An appeals court in Trinidad and Tobago has recriminalised consensual same-sex relations in the country, reversing a landmark decision made by the High Court in 2018.
Jason Jones, an LGBTQ+ activist from Trinidad and Tobago now residing in the UK, challenged Sections 13 and 16 of the country’s Sexual Offences Act in 2017, claiming they were unconstitutional. The High Court had agreed, ruling that the laws violated the rights of LGBTQ+ individuals.
However, the move was appealed by the Attorney General, leading the Court of Appeal to reinstate the criminalisation, though with a reduced sentence of five years’ imprisonment as opposed to the original 25 years.
In response to the ruling, Jones expressed his disappointment on social media, stating, “As an LGBTQ+ citizen of Trinidad and Tobago, this regressive judgment has ripped up my contract as a citizen of T&T and again makes me an unapprehended criminal in the eyes of the law.”
He added, “The TT Court of Appeal has effectively put a target on the back of LGBTQIA+ people and made us lower-class citizens in our own country.”
He further criticised the nation’s continued adherence to colonial-era laws, writing, “We can no longer claim to be a ‘Republican’ nation when we still enshrine and protect BRITISH COLONIAL LAWS using the savings law…”
The Court of Appeal acknowledged that these laws “are not reasonably justifiable in a society that has proper respect for the rights and freedoms of the individual,” but argued that the country’s savings law clause prevented the laws from being invalidated.
The savings law clause, a remnant of the colonial era, protects laws predating the country’s independence from being challenged on constitutional grounds.

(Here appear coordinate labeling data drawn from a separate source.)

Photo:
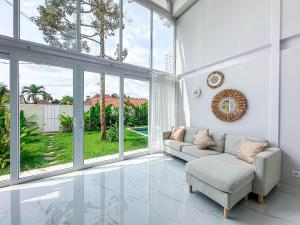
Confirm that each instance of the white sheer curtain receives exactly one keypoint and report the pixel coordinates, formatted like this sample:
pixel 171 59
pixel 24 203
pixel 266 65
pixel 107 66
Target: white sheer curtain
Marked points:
pixel 163 101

Critics, including Outright International, have condemned the ruling, accusing the state of prioritising political expediency over human rights.
The savings law clause has been used to protect other outdated laws, such as those concerning the death penalty, and has hindered legal progress across the Caribbean. This clause is also present in the Independence Constitutions of Jamaica, Guyana, The Bahamas, Belize, and Barbados.